A= assessment: give most recent vital signs, what else is happening, lungs were clear now I’m hearing crackles.
R= recommendations: as you start to gain experience, for the patient I think we need to order an x-ray and do some blood work.
R= repeat, students never take verbal orders over the phone. Repeat what they told you.
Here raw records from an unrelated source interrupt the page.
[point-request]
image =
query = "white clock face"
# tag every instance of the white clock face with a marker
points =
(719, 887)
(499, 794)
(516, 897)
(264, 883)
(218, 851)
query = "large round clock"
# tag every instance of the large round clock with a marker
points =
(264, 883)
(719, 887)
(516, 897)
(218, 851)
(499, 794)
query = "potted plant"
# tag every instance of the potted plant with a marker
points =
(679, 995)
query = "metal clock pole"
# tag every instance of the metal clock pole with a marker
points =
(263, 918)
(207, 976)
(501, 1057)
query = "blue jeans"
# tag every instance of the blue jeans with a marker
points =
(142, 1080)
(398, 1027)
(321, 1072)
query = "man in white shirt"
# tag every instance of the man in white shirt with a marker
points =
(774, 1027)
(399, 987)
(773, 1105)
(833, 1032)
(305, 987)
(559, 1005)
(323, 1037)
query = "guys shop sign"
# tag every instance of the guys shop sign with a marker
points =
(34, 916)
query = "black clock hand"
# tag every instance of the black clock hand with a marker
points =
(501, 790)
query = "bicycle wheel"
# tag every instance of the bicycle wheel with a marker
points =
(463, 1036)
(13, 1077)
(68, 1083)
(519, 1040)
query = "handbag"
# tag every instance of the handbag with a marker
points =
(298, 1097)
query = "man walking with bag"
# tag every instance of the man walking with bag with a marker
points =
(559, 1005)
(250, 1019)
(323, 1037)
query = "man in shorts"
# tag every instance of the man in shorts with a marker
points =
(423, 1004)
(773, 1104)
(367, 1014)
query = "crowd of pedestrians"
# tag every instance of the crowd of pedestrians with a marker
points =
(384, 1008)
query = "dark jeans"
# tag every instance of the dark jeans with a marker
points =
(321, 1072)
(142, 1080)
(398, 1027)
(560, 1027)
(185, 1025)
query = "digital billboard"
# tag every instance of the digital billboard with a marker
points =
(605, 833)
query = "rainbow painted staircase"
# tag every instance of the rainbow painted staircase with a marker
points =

Confirm: you are going to be up in ten minutes and you are putting the order in now.
Documentation practice standards
Nursing documentation demonstrates:
1) Communication
• “Nurses ensure that documentation presents an accurate, clear, and comprehensive picture of the client’s needs, the nurse’s interventions and the client’s outcomes”
• everything we do should be documented so the next person knows (needs, what we’ve done, assessments, vitals)
2) Accountability
• “Nurses are accountable for ensuring their documentation of client care is accurate, timely and complete”
• timely: can’t wait to the end of the shift to document, need to do it as we go.
3) Security
• “Nurses safeguard client health information by maintaining confidentiality and acting in accordance with information retention and destruction policies and procedures that are consistent with the standard(s) and legislation”
• Want to make sure care plans don’t go home with you, need to shred it in confidentiality bin before leaving.
Assessment and infection control and prevention
- Hand hygiene
- Cleaning shared equipment: blood pressure cuffs, stethoscope, even patients who are not sick, can be infectious for a few days before showing symptoms.